Berlins Regierende Bürgermeisterin Franziska Giffey (SPD) sagte am Dienstag nach einer Sitzung des Senats, gerade in den ostdeutschen Bundesländern und Berlin habe die Frage des Öl-Embargos noch einmal eine besondere Bedeutung. "Die Frage, wie weit die ostdeutschen Bundesländer durch andere Ölreserven unterstützt werden könnten, ist essenziell", so Giffey. "Und wir werden dieses Thema deshalb auch über die Runde der Chefs der Staatskanzleien und der Wirtschaftsminister gezielt aus ostdeutscher und Berliner Perspektive einbringen."
Verkehrs- und Umweltsenatorin Bettina Jarasch (Grüne) sagte, das Thema Öl-Embargo zeige, wie wichtig es sei, vom Öl und vom Import fossiler Energien wegzukommen, auch mit Blick auf langfristige Versorgungssicherheit. Für Berlin sei das ein Antrieb, die Anstrengungen auf diesem Gebiet zu verdoppeln.
Wirtschaftssenator Schwarz sagte, die Bundesländer hätten nur eingeschränkte gesetzliche Kompetenzen für die Steuerung von Öl- und Gaslieferungen. Berlin arbeite aber eng mit dem Bund, anderen Bundesländern, Versorgern und Netzbetreibern zusammen, um immer weniger russisches Gas und Öl zu beziehen und Maßnahmen zu ergreifen, die die Auswirkungen steigender Energiepreise sowie ein mögliches Ende der Lieferungen aus Russland abmilderten.
"Dass es Deutschland in den zurückliegenden Wochen in so kurzer Zeit gelungen ist, die Abhängigkeit von russischen Öllieferungen auf 12 Prozent zurückzufahren, ist ein großer Erfolg", sagte der Wirtschaftssenator. "Wir dürfen aber keine Illusionen haben: Auch bei einer geringeren Abhängigkeit wird ein Ölembargo die Energiekosten weiter treiben, unsere Wirtschaft belasten und vor allem die ostdeutschen Bundesländer vor größere Herausforderungen stellen." Die Raffinerie im brandenburgischen Schwedt hänge politisch und technisch weiter zu 100 Prozent am russischen Öl, und an den Produkten aus Schwedt wiederum ein großer Teil Ostdeutschlands.

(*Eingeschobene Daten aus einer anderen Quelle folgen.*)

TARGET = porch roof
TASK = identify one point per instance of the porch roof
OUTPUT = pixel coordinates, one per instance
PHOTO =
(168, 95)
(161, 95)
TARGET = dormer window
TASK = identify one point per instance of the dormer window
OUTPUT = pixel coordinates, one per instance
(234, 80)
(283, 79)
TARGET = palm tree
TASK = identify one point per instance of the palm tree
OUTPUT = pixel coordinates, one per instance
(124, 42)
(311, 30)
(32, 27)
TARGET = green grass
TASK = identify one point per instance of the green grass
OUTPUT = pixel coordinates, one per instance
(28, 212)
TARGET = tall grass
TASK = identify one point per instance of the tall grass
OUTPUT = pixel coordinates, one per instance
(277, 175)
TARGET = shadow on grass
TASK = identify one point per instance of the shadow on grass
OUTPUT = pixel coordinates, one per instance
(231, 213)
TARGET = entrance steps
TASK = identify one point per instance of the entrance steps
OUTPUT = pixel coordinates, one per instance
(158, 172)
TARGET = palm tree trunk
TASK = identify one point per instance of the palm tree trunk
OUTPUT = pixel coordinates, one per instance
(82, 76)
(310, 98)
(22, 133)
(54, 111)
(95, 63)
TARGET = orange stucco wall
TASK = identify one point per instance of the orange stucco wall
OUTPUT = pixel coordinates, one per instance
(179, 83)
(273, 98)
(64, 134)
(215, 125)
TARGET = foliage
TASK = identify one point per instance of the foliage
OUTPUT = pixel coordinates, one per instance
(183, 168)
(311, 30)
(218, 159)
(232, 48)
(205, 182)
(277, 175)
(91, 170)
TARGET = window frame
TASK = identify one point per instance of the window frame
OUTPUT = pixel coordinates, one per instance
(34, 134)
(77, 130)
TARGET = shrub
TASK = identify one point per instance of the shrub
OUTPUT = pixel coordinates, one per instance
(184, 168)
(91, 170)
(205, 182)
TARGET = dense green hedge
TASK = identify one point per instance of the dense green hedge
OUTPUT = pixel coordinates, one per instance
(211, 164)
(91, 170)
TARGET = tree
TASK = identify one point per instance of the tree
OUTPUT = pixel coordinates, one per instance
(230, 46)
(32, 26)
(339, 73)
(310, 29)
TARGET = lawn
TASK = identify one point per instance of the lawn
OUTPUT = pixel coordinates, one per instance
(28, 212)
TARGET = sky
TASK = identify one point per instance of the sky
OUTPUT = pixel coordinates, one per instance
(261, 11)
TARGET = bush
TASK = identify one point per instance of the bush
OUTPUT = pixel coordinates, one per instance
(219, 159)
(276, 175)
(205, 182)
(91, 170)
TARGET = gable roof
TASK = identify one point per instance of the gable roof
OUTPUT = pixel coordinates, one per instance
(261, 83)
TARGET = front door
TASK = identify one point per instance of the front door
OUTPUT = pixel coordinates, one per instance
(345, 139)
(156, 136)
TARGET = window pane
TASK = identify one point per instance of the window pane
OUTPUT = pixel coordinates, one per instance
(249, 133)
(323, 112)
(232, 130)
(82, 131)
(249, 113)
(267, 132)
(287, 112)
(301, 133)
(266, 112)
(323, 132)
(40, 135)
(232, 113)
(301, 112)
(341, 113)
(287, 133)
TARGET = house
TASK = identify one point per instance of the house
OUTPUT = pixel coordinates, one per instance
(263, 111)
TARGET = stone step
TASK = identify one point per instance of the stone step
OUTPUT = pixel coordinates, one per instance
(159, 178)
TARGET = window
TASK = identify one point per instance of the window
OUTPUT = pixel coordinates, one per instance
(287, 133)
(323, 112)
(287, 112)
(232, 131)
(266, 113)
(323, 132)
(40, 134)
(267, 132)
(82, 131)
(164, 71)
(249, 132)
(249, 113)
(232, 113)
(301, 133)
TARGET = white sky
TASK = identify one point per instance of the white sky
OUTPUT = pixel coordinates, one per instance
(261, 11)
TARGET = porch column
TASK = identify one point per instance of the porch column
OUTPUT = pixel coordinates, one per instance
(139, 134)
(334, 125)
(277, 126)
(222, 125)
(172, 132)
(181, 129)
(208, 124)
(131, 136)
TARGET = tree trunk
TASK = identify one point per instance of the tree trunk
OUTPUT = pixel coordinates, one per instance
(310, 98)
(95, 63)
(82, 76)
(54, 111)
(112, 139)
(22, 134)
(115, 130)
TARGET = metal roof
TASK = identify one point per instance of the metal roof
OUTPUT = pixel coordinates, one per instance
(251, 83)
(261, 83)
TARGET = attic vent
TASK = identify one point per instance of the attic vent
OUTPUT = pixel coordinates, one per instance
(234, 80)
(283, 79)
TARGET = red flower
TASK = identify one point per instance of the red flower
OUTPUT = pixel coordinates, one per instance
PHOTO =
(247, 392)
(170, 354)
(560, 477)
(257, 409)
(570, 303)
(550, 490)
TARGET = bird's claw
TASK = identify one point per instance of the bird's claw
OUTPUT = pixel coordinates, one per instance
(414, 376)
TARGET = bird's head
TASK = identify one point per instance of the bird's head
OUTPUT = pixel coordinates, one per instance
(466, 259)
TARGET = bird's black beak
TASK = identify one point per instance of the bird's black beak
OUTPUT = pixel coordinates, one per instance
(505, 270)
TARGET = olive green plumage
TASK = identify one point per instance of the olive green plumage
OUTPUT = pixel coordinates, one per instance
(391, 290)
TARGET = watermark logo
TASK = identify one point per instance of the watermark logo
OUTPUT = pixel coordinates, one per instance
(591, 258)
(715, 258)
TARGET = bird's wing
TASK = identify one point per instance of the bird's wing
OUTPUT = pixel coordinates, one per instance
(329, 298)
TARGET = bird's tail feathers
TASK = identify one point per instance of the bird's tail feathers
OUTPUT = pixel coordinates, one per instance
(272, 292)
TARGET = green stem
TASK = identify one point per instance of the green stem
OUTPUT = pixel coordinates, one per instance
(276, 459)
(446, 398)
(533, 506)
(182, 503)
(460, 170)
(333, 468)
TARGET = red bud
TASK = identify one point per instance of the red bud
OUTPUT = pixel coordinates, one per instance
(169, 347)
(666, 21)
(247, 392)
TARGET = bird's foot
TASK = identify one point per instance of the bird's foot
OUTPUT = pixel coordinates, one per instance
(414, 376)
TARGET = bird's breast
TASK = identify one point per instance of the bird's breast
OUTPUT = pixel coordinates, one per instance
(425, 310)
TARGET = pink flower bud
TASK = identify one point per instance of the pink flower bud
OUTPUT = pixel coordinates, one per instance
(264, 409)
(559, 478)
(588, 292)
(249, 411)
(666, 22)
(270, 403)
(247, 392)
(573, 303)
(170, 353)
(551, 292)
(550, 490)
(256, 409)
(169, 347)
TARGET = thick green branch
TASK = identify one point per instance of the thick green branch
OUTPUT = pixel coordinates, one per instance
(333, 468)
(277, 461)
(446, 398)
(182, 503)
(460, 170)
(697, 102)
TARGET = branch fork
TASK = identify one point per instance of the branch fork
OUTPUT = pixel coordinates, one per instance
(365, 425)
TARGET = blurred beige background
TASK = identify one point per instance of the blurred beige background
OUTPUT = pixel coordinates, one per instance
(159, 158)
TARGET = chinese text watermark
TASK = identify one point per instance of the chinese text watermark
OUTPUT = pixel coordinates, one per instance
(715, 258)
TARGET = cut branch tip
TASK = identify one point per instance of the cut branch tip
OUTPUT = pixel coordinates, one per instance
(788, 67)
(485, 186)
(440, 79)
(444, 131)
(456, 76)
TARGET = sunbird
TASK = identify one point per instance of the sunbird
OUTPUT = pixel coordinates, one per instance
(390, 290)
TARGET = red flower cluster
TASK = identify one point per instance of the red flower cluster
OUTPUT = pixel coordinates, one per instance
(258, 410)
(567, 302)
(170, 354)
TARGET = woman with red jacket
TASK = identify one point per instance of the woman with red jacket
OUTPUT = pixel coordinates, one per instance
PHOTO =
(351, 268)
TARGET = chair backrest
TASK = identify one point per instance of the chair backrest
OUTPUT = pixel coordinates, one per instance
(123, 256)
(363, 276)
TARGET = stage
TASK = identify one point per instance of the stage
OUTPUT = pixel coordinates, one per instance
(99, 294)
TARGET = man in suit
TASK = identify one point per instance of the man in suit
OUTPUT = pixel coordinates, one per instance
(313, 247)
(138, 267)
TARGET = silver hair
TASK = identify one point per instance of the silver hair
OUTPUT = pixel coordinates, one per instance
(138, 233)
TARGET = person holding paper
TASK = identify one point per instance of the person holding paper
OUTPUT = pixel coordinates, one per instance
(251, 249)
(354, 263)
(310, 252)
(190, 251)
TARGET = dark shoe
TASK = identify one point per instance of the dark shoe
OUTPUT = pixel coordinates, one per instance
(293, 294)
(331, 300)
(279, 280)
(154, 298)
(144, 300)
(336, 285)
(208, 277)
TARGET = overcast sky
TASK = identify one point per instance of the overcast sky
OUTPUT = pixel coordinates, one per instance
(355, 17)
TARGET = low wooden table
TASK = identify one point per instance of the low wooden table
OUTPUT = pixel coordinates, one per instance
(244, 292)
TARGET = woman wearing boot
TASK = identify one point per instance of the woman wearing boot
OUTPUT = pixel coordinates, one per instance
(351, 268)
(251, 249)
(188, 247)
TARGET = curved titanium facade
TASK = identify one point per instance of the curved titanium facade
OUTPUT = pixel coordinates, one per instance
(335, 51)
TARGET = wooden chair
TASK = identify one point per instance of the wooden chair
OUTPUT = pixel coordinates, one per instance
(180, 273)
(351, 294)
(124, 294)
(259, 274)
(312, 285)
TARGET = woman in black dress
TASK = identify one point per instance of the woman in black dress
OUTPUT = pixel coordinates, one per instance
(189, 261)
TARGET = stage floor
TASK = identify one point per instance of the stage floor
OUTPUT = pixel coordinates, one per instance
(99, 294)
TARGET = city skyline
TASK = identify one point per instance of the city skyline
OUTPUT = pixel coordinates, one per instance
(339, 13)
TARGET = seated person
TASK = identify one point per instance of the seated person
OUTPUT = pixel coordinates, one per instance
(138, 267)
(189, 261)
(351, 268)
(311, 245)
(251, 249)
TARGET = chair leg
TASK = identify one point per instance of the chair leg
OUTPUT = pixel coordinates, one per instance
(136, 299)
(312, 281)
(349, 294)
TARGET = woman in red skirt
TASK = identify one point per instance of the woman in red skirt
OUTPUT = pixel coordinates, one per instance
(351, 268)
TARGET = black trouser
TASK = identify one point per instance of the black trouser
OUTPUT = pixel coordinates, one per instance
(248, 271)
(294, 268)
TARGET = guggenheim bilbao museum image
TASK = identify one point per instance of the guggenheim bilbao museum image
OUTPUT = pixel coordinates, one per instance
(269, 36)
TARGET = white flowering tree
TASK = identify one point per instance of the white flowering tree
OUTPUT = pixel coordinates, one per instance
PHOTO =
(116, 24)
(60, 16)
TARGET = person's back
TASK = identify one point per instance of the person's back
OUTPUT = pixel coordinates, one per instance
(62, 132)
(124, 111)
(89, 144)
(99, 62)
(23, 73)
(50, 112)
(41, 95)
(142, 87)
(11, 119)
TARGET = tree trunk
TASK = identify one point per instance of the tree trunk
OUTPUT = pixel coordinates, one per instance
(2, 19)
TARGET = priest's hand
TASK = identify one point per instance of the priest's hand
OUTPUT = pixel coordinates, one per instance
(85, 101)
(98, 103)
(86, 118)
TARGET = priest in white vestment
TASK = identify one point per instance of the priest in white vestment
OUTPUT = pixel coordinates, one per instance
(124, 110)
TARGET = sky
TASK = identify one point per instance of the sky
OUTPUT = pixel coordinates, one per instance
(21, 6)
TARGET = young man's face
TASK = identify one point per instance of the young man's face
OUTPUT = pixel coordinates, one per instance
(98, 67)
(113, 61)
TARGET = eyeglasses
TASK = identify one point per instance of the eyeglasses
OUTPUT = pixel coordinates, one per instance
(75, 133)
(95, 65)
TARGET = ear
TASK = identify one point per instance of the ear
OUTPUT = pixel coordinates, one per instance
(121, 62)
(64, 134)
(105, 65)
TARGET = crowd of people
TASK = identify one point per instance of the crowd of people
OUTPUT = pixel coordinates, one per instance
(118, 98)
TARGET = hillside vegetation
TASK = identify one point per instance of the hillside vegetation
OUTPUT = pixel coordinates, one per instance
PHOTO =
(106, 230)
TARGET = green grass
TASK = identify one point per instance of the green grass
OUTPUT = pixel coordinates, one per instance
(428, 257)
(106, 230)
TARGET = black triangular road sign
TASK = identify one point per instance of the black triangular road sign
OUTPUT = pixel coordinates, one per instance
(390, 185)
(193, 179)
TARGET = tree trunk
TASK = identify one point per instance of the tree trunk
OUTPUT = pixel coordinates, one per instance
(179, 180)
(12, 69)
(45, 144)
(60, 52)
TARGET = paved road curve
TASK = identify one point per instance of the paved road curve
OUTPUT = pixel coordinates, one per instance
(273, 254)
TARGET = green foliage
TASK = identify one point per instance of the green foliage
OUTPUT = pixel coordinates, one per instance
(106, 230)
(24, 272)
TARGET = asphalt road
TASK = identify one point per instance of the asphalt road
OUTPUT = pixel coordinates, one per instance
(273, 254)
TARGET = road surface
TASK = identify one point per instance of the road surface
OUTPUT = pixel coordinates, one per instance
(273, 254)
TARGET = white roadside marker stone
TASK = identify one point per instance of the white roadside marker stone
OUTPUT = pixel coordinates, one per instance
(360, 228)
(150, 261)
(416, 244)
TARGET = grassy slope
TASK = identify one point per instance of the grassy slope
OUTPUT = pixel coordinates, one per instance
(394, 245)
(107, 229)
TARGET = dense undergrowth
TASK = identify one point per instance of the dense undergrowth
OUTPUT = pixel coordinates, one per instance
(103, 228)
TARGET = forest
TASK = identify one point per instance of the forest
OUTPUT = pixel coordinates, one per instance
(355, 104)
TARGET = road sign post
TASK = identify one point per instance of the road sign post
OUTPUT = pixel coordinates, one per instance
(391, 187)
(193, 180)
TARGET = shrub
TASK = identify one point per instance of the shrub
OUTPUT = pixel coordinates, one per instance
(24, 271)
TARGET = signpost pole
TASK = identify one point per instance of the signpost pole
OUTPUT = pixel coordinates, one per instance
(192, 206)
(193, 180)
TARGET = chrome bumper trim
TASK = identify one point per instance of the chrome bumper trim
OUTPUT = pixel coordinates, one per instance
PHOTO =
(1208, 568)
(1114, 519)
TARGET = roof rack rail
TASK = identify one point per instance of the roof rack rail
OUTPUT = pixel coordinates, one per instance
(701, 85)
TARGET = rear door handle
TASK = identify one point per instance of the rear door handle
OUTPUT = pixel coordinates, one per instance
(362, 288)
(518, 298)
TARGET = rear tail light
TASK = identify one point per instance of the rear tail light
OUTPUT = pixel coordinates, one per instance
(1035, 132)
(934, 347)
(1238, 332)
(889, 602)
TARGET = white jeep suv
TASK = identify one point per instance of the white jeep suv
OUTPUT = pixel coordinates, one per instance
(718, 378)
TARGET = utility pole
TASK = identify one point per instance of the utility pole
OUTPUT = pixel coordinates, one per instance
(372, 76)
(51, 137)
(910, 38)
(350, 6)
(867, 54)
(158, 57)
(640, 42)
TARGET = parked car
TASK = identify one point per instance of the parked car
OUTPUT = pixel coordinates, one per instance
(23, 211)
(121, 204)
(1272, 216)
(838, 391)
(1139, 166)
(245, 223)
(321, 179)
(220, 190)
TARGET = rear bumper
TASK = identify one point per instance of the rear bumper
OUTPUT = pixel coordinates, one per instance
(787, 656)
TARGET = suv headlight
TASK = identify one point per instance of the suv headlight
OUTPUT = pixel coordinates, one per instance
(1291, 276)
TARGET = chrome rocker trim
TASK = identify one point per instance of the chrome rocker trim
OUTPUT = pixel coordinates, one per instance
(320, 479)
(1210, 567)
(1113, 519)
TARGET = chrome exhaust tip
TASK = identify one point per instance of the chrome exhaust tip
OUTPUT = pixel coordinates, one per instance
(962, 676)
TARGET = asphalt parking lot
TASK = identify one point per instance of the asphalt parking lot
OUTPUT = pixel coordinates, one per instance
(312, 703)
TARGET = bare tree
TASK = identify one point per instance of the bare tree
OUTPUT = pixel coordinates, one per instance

"Die von Bundesminister Habeck verfolgte Belieferung der Raffinerie über die Häfen Rostock und Gdansk ist wichtiger Teil einer Lösung", sagte Schwarz. "Eine weitere Frage ist, wie schnell eine Raffinerie, die aktuell ausschließlich auf russisches Rohöl eingestellt ist, für die Verarbeitung anderer Öltypen angepasst werden kann. Ich bezweifle nicht, dass Deutschland genug Know-how und hervorragende Ingenieure hat, um diese Aufgabe zu lösen." Aber wie schnell und welche Kapazitäten die Raffinerie dann liefern könne, sei keine triviale Frage.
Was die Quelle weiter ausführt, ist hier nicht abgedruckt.